Kidung Cinta Sritanjung-Widapaksa

Hai semua pembaca dan penikmat kisah pewayangan, kisah kali ini menceritakan kisah cinta putra dan putri Nakula dan Sadewa yakni Bambang Widapaksa dan Dewi Sritanjung yang melegenda dan kelak di kemudian hari dikenal sebagai kisah Banyuwangi. kisah ini mengambil sumber dari Pusat Penelitian Arkeologi Nasional yang berisi panil-panil kisah Sritanjung di candi Surawana dan Sri Tanjung - Wikipedia bahasa Indonesia, ensiklopedia bebas dengan perubahan dan penambahan.

Selepas kepergian Pandawa ke Gunung Mahameru, Kisah diawali dengan menceritakan tentang seorang ksatria yang tampan dan gagah perkasa bernama Bambang Widapaksa yang merupakan keturunan keluarga Pandawa (Sadewa atau Sudamala )dan seorang gadis cantik bernama Dewi Sritanjung yang juga keturunan Pandawa yakni putri Nakula, saudara kembar Sadewa. Setelah diakui sebagai keturunan Pandawa di Hastinapura, Widapaksa dan Sritanjung memerintah negeri Bumirahtawu. Ia bersahabat dengan raden Sulakrama yang berkuasa di Negeri Sindurejo sejak ia belajar di pertapaan Begawan Tamba Patra. Pada suatu hari Bambang Widapaksa mengundang para raja di seantero Jawadwipa dan Hindustan termasuk pangeran Sulakrama dari Sindurejo untuk memperingati satu tahun berdirinya kerjaan Bumirahtawu. Raden Sulakrama saat itu sudah diangkat menjadi raja bergelar Prabu Sulakrama. Setelah acara selesai, para raja kembali ke negara masing-masing tapi tidak dengan Prabu Sulakrama. Ia memilih untuk tinggal di Bumirahtawu untuk beberapa hari.

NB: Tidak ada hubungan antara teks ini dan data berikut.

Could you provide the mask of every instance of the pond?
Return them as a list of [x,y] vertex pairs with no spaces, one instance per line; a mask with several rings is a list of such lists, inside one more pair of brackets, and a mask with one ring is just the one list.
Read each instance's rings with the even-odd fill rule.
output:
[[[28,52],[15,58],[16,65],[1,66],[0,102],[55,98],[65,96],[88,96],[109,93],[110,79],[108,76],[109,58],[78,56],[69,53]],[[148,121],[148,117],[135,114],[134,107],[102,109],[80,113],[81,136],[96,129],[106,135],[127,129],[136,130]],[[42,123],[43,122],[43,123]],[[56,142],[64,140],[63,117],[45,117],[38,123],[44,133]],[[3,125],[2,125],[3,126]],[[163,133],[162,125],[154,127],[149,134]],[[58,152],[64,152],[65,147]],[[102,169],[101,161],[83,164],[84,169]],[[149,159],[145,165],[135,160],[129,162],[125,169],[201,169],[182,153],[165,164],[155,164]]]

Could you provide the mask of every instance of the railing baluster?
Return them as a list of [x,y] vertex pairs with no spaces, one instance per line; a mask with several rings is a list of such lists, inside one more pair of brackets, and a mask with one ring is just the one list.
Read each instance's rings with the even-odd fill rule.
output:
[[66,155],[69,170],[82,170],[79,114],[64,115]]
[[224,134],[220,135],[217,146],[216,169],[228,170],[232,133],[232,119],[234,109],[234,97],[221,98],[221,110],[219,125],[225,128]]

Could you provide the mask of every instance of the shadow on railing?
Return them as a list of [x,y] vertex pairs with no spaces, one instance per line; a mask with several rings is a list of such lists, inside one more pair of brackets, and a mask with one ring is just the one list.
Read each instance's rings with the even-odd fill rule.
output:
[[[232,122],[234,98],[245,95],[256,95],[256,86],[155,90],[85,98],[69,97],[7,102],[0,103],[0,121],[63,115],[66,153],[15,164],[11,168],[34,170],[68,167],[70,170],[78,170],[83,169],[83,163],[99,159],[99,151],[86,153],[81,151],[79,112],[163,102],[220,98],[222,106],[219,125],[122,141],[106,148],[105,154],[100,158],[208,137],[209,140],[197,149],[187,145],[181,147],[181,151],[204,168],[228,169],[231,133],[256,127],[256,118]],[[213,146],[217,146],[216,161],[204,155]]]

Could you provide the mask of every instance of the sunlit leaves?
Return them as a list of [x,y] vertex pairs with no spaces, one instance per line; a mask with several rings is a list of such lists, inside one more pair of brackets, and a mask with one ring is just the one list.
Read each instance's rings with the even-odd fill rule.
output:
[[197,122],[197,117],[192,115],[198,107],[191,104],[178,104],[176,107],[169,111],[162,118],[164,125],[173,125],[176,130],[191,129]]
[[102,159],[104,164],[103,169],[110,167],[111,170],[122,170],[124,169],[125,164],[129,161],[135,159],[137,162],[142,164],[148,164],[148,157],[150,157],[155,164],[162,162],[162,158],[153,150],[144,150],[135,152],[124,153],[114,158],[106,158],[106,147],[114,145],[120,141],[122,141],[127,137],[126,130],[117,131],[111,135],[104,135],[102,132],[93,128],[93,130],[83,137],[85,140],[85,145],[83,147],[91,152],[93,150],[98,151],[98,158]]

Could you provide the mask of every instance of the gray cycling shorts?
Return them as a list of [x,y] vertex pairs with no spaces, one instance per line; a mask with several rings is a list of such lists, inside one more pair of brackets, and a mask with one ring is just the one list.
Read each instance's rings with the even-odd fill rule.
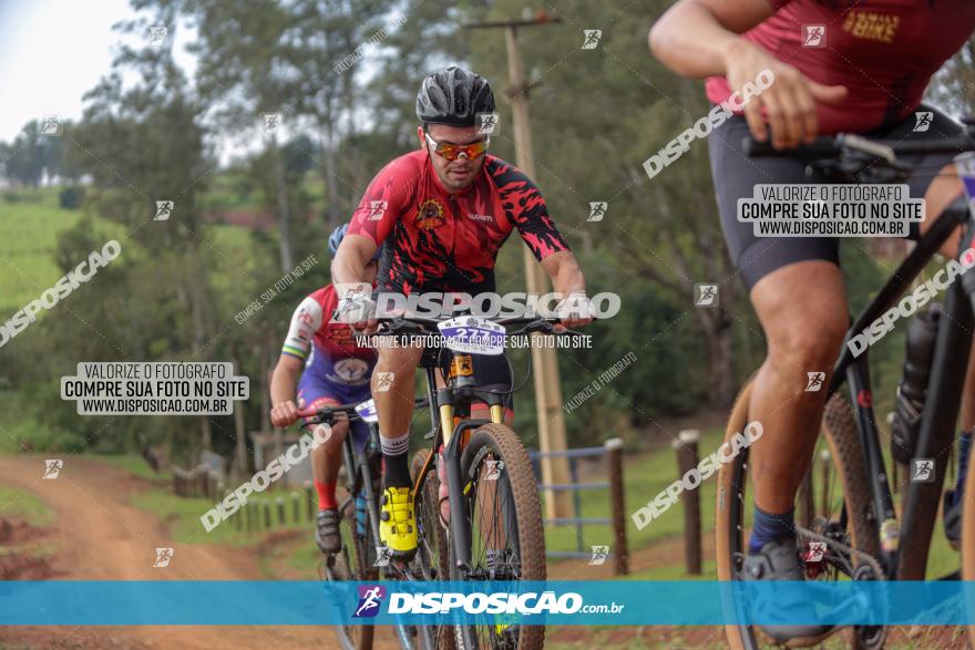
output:
[[[881,140],[909,141],[951,138],[964,133],[961,124],[930,106],[918,106],[917,111],[934,113],[927,131],[914,132],[916,120],[912,114],[900,124],[864,135]],[[802,161],[747,157],[742,153],[741,142],[748,133],[745,117],[736,115],[708,137],[721,230],[725,233],[731,260],[748,289],[751,290],[756,282],[776,269],[798,261],[820,259],[839,266],[840,238],[756,237],[751,224],[738,221],[738,199],[751,197],[757,184],[829,183],[818,174],[807,176],[805,163]],[[913,175],[906,182],[911,187],[911,197],[923,198],[932,179],[942,167],[952,162],[953,157],[954,154],[901,156],[901,159],[915,167]],[[917,224],[912,223],[911,237],[916,238],[917,235]]]

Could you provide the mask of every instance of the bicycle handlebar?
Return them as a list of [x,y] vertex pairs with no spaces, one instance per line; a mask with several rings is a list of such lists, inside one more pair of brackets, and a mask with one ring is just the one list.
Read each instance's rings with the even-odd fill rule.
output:
[[[299,409],[298,416],[299,417],[312,417],[315,422],[306,422],[305,424],[320,424],[320,423],[330,423],[335,420],[335,415],[338,413],[345,413],[349,417],[349,422],[357,422],[362,420],[359,413],[356,412],[356,406],[361,404],[362,402],[351,402],[349,404],[338,404],[336,406],[321,406],[318,409]],[[417,398],[413,400],[413,406],[417,409],[421,409],[429,404],[429,400],[423,398]]]
[[814,161],[832,158],[841,154],[861,154],[894,163],[897,155],[907,154],[951,154],[975,151],[975,140],[959,135],[940,141],[893,141],[872,140],[854,133],[840,133],[817,137],[812,144],[800,144],[788,149],[772,147],[771,141],[759,142],[746,136],[741,141],[745,155],[750,158],[799,158]]

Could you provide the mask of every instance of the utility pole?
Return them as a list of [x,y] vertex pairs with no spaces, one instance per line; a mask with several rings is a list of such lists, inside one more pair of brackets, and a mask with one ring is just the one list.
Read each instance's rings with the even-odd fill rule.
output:
[[[517,28],[562,22],[558,17],[543,12],[533,19],[469,23],[470,29],[504,29],[507,47],[507,78],[511,84],[506,94],[511,100],[512,122],[514,124],[515,164],[530,178],[535,176],[535,157],[532,152],[532,132],[528,126],[528,90],[532,84],[525,80],[525,68],[517,42]],[[530,293],[542,295],[547,291],[545,272],[535,260],[527,246],[523,248],[525,282]],[[540,337],[535,334],[536,343]],[[553,348],[532,347],[532,368],[535,375],[535,411],[538,420],[538,447],[542,452],[561,452],[566,448],[565,421],[562,417],[562,384],[558,379],[558,363]],[[564,456],[542,456],[542,483],[546,485],[567,484],[569,481],[568,458]],[[548,518],[565,518],[572,515],[569,491],[545,491],[545,510]],[[578,514],[574,516],[579,516]]]

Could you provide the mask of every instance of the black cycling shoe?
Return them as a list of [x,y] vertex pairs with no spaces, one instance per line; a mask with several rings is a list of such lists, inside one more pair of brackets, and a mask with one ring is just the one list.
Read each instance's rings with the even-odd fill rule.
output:
[[[805,568],[799,559],[796,540],[777,539],[762,546],[759,553],[746,556],[740,576],[742,580],[805,580]],[[779,598],[766,606],[773,608],[773,612],[782,619],[788,619],[790,613],[807,612],[810,609],[808,601],[790,601],[788,598]],[[760,627],[772,640],[791,647],[818,643],[835,629],[833,626],[805,623]]]
[[318,510],[315,524],[315,543],[321,553],[338,553],[342,547],[339,536],[339,512],[337,509]]

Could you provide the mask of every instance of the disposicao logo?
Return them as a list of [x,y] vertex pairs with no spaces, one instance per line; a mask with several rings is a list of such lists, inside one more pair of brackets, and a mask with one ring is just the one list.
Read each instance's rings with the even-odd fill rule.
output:
[[382,587],[381,585],[374,585],[372,587],[369,585],[360,585],[359,606],[356,608],[356,613],[352,615],[352,618],[374,617],[379,613],[379,606],[383,598],[386,598],[386,587]]

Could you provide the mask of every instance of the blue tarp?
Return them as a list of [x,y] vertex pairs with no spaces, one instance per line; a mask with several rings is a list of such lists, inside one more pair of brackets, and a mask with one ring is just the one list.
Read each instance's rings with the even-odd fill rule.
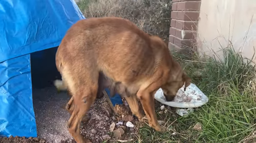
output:
[[37,136],[29,54],[84,18],[73,0],[0,0],[0,135]]

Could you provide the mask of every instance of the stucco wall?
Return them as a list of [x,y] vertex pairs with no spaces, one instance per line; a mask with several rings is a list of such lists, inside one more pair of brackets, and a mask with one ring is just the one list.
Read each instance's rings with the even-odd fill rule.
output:
[[251,58],[256,49],[256,0],[201,0],[198,27],[199,53],[212,55],[211,51],[218,52],[230,41],[236,51]]

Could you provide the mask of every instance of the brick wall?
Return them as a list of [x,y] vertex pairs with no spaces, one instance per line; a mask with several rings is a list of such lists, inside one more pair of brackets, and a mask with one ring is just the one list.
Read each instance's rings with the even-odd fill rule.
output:
[[173,0],[172,2],[169,49],[176,50],[192,47],[196,35],[201,1]]

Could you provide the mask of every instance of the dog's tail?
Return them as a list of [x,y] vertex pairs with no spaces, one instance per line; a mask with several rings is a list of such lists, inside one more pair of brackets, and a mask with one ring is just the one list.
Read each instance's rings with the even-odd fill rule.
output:
[[53,82],[53,84],[58,91],[66,91],[67,90],[67,86],[62,80],[56,80]]

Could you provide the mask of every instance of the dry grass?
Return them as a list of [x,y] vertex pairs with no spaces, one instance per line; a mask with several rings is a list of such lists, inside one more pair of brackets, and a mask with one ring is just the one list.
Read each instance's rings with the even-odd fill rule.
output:
[[81,0],[78,4],[86,18],[115,16],[127,19],[150,34],[168,41],[170,0]]
[[[81,0],[78,4],[87,18],[121,17],[168,41],[171,1]],[[256,142],[256,73],[232,47],[222,51],[222,60],[199,58],[195,53],[192,57],[175,56],[193,83],[209,98],[209,102],[182,117],[178,116],[175,111],[157,114],[158,119],[165,122],[167,131],[161,133],[146,124],[138,125],[135,133],[137,139],[131,142]],[[195,74],[198,71],[199,76]],[[156,113],[159,108],[156,106]],[[193,128],[198,122],[202,125],[202,130]],[[172,134],[174,132],[176,135]]]

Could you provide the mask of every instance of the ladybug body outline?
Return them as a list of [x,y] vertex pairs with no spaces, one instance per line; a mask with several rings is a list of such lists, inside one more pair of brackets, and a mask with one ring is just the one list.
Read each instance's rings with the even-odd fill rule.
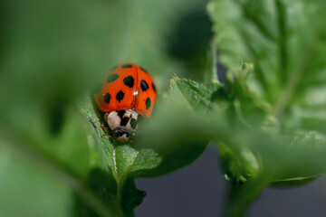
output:
[[113,137],[121,143],[129,141],[143,118],[150,117],[156,98],[152,77],[134,63],[114,67],[94,95]]

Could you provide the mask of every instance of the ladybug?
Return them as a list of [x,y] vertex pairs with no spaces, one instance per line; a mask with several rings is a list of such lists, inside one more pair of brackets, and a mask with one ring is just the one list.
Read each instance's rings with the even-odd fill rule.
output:
[[152,77],[136,64],[114,67],[94,95],[113,137],[120,143],[129,141],[139,120],[150,117],[156,98]]

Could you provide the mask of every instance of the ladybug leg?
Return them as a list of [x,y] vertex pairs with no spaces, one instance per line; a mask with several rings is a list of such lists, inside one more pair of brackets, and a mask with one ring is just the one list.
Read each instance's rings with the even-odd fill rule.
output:
[[109,134],[103,134],[102,137],[110,137],[110,138],[113,138]]

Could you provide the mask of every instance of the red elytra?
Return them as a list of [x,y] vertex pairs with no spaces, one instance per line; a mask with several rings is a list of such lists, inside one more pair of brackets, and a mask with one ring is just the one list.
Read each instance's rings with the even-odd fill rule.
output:
[[98,108],[102,112],[135,109],[142,117],[151,115],[157,98],[156,84],[137,64],[120,64],[105,77],[95,93]]

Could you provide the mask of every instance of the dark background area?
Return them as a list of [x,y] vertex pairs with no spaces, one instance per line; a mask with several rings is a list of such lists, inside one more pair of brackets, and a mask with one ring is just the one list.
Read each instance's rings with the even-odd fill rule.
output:
[[[137,216],[224,216],[227,181],[218,153],[210,144],[192,165],[158,178],[138,179],[148,193]],[[269,187],[253,203],[247,216],[326,216],[326,177],[297,187]]]

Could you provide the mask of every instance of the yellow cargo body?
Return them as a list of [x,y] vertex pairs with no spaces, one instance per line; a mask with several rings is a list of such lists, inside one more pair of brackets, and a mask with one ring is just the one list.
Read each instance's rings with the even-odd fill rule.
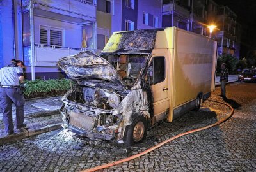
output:
[[[193,109],[198,97],[203,101],[210,96],[214,89],[216,48],[213,39],[175,27],[157,31],[152,56],[166,57],[168,87],[164,88],[168,89],[161,92],[163,85],[151,86],[155,115],[169,109],[167,121],[172,122]],[[155,101],[159,94],[168,94],[167,103],[157,103],[157,98]]]

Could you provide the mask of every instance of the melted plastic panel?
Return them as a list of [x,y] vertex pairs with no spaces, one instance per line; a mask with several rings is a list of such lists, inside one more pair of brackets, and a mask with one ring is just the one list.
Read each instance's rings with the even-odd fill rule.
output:
[[102,52],[106,51],[152,50],[157,29],[136,30],[115,33],[111,36]]
[[63,57],[58,62],[60,68],[74,80],[92,78],[113,82],[125,89],[116,70],[108,61],[90,52]]

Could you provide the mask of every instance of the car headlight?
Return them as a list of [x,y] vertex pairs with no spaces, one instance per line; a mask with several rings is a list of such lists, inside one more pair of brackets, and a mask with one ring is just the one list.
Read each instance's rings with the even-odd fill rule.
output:
[[120,98],[116,94],[111,94],[108,97],[108,101],[109,103],[109,106],[112,108],[115,108],[120,103]]

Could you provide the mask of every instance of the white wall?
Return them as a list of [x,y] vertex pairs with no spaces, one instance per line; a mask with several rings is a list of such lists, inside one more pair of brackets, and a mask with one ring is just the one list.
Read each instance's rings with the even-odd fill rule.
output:
[[80,25],[53,19],[35,17],[35,43],[40,44],[40,26],[49,27],[63,31],[63,46],[81,48],[82,27]]
[[158,27],[162,27],[162,1],[138,0],[137,29],[152,29],[153,27],[143,24],[143,12],[158,17]]
[[0,67],[14,58],[12,1],[2,1],[0,5]]

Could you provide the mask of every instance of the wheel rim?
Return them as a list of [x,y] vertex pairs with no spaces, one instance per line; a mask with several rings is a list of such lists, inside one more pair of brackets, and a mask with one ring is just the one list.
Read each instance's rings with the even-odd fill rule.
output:
[[199,107],[200,106],[200,99],[199,97],[197,97],[196,100],[196,107]]
[[140,141],[144,135],[144,124],[139,121],[133,129],[133,139],[135,141]]

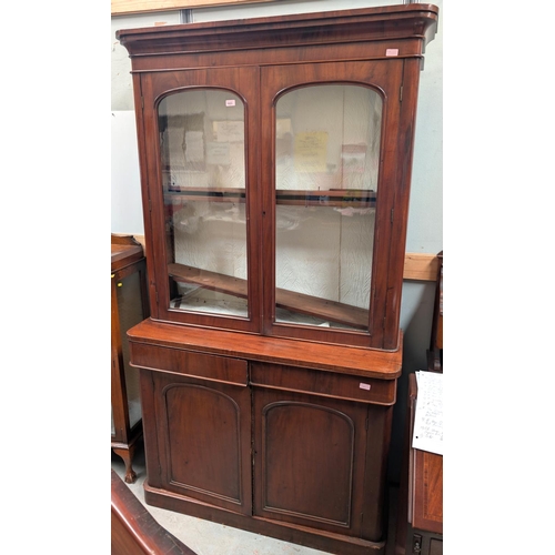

Rupanya, Prabu Sulakrama ingin memiliki negeri Bumirtahtawu yang gemah ripah loh jinawi itu dan terlebih lagi, diam-diam  sang raja dari Sinurejo itu terpesona akan kecantikan Sritanjung padahal sebelumnya ini ia biasa saja kepada Sritanjung. Entah setan mana yang merasukinya. Sang Prabu menyimpan hasrat untuk merebut Sritanjung dari tangan Widapaksa yang merupakan sahabatnya sendiri, sehingga ia mencari siasat agar dapat memisahkan Sritanjung dari Widapaksa. Lantas Prabu Sulakrama berkata kepada Widapaksa “Widapaksa sahabatku.... aku sebagai sahabatmu bolehkan aku minta bantuanmu?” “bantuan apa yang kau inginkan, Sulakrama sahabatku?” Prabu Sulakrama mengungkapakan keinginannya kepada sahabatnya itu “sahabatku, kau adalah putra Sadewa yang hebat. Tentunya kau bisa meminta kepada para dewa untuk memberikan obat kepada isteriku yang sedang sakit keras.” Widapaksa pun menyanggupinya “ tentu saja, sahabatku. Aku akan memenuhi permohonanmu kepada para dewa.” Prabu Sulakrama lalu memberikan surat yang dimaksud tapi dengan liciknya prabu Sulakrama berniat menjebak sahabatnya itu dengan isi surat itu ditulis "Pembawa surat ini akan menyerang Swargaloka". Widapaksa lalu mempersilakan Prabu Sulakrama ke wisma tamu yang telah disediakan. Lalu Widapaksa mengungkapkan keinginannya kepada isterinya, Sritanjung. Dewi Sritanjung lalu berkata “suamiku, aku akan membantumu.”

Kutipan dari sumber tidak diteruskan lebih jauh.